As a board member at Korys, my context is quite indirect, but I feel it to be very complementary to my work as an independent investor. I impact invest in both capacities, just at different levels and with different focus points. One of the issues I am passionate about is safe-guarding biodiversity, and with that reducing harmful mono cultures. Investing in this can take multiple forms. As an independent, it might mean investing directly in a multicultural farm, that enriches the land, the soil and our diet. As a board member at Korys, it has meant introducing Colruyt to Ashoka fellow Tobias Leenaert, a vegan strategist. Leenaert predicted a decline in the consumption of meat and an increase in meat-free products. As the biggest butcher in Belgium, Colruyt reduced their new meat factory by 35%, based on his consult. A great decision for the planet but also for our supermarket, for it has put us at the forefront of a growing industry of vegan products. This to me shows that different arms working together, at different stages of risk, makes for a healthy eco system of impact investing. This is why I founded Impact House; a network of change, based on shared skills, support and contacts, and why I believe in philanthropy. Many innovative ventures don’t necessarily operate on a traditional business model, but like the example above, they might have the power to change the whole sector indirectly, so our support is essential.

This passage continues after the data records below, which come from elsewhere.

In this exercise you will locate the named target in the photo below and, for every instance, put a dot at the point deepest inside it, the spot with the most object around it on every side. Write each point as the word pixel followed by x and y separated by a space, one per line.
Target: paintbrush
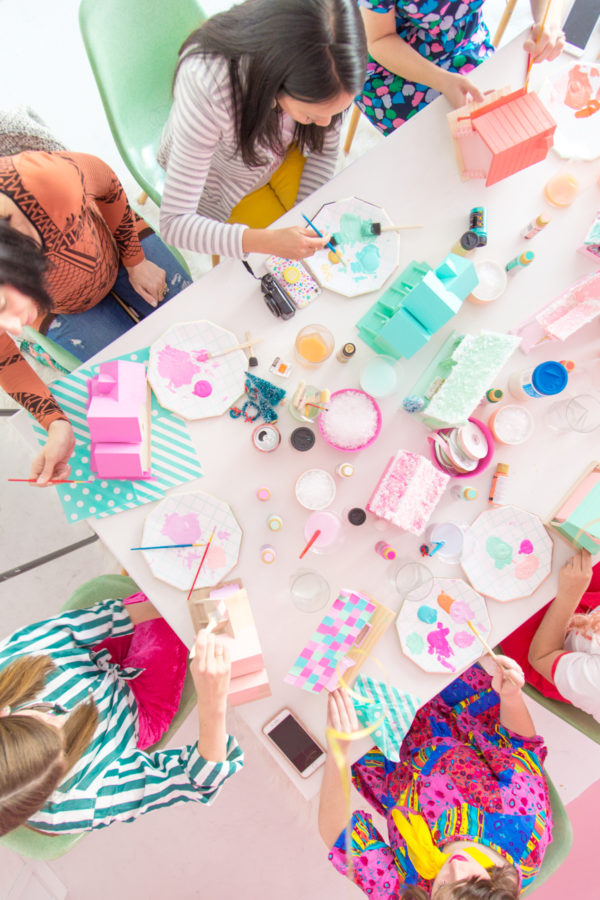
pixel 377 228
pixel 491 653
pixel 529 56
pixel 329 243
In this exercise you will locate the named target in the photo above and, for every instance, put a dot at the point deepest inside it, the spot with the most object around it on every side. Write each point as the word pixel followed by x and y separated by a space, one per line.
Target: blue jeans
pixel 84 334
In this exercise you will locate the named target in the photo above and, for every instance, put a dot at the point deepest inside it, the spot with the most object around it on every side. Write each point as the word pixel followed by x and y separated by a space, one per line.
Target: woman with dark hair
pixel 418 51
pixel 466 806
pixel 83 696
pixel 69 246
pixel 258 96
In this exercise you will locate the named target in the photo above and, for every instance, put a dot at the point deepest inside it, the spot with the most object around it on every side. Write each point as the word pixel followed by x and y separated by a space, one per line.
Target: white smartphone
pixel 580 24
pixel 295 743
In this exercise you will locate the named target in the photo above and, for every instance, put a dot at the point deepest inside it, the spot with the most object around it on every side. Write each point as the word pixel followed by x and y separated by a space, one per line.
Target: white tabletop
pixel 413 174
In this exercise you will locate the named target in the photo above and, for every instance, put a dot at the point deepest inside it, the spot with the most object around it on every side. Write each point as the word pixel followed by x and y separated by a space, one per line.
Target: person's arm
pixel 547 43
pixel 392 52
pixel 102 185
pixel 507 682
pixel 200 115
pixel 20 381
pixel 548 642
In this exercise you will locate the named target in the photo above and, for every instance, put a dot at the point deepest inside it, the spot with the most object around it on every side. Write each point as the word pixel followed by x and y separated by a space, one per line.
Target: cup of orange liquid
pixel 314 344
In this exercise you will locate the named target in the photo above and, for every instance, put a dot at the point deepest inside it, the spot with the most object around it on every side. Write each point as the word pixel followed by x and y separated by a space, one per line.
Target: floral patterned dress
pixel 448 33
pixel 468 776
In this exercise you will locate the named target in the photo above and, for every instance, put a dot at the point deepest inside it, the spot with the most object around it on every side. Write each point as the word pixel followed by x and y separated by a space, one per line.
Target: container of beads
pixel 351 422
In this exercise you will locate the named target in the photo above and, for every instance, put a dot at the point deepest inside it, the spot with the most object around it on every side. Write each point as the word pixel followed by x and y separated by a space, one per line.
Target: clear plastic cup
pixel 309 590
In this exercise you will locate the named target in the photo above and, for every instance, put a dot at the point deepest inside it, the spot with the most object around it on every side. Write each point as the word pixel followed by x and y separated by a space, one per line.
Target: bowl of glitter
pixel 351 422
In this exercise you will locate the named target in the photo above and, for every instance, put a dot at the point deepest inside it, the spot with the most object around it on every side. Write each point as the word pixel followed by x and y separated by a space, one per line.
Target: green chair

How is impact defined in Belgium?
In Belgium, there is no uniform definition of impact. In fact, I would say there are maybe more differences between Wallonia and Flanders than between Flanders and the Netherlands. In both countries, I feel however that the development has been stunted somewhat, because we have a bigger ‘sociaal vangnet’ than in places like the UK. I think it has led us to become more dependent on subsidies to solve issues, instead of using social enterprises.

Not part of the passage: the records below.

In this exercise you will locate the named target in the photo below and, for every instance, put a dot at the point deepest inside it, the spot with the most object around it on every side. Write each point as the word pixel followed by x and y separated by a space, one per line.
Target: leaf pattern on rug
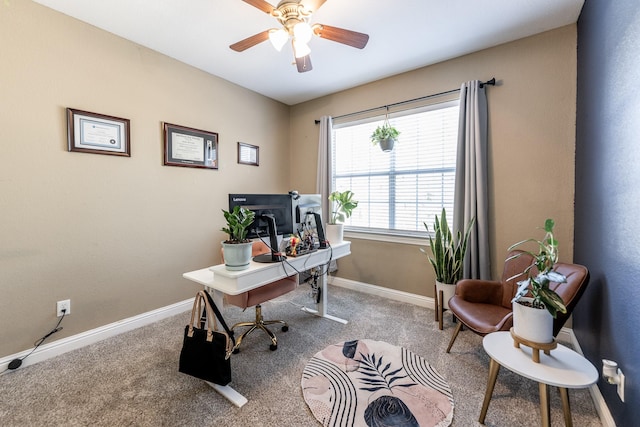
pixel 378 378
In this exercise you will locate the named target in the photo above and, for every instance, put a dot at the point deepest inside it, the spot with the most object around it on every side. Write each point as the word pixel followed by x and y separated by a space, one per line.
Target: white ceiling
pixel 404 35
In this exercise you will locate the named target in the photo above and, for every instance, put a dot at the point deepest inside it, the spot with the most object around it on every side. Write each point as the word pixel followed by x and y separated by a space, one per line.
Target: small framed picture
pixel 97 133
pixel 248 154
pixel 195 148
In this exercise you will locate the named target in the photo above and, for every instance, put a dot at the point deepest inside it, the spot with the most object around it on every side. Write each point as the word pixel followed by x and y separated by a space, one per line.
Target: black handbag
pixel 206 351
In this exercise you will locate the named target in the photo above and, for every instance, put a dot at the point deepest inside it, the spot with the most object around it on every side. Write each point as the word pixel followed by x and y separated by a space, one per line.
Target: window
pixel 400 190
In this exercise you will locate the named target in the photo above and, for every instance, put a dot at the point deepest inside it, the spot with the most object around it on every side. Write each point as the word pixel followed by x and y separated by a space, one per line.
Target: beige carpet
pixel 133 379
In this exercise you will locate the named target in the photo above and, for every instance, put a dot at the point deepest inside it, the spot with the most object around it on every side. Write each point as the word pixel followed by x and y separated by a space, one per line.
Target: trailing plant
pixel 386 131
pixel 342 205
pixel 238 220
pixel 538 279
pixel 447 252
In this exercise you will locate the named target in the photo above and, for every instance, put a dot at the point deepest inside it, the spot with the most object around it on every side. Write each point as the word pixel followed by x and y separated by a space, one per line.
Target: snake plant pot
pixel 335 233
pixel 448 290
pixel 387 144
pixel 530 323
pixel 237 256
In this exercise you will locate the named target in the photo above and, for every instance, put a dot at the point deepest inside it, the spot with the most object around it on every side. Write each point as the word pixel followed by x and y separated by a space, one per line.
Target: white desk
pixel 563 368
pixel 219 281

What are your thoughts on risk?
There is a big distinction between social investors and finance-first impact investors. Finance first impact investors look for market conform returns and are focussed on growth. Social investors take bigger financial risks, so their financial record fluctuates. The goal is different. I balance these two, investing for my family business and as an independent investor. As an institution you can’t take as much risk, but as an independent and ambitious impact investor I can and want to. Luckily, I do not have to choose between the loyalty to my family and my heart. I do both. High risk, and right risk.
What is your ambition?
I want to change the mindset of people, especially other next generation inheritors. I want to inspire them to experiment. To understand that doing good and doing well are two sides of the same coin.
What should people invest in?
To me, it is not about what you invest in, but rather that you follow your passion. I think it needs to be personal. This is simpler than people think. I have money on my bank account. There are problems to solve. If you have the means, do something. For example, you can put money into ESCO’s -companies that pay for energy saving renovations, and are paid back by the savings made in the future. We recently did this for 78 elderly homes, and reduced emissions by 30%. It does not matter why you do it; whether it is out of guilt, or because you feel a sense of responsibility, we can and should use all financial instruments at our disposal for positive change, from subsidies and taxation to investing and patronage. Whatever you choose to invest in, have intention.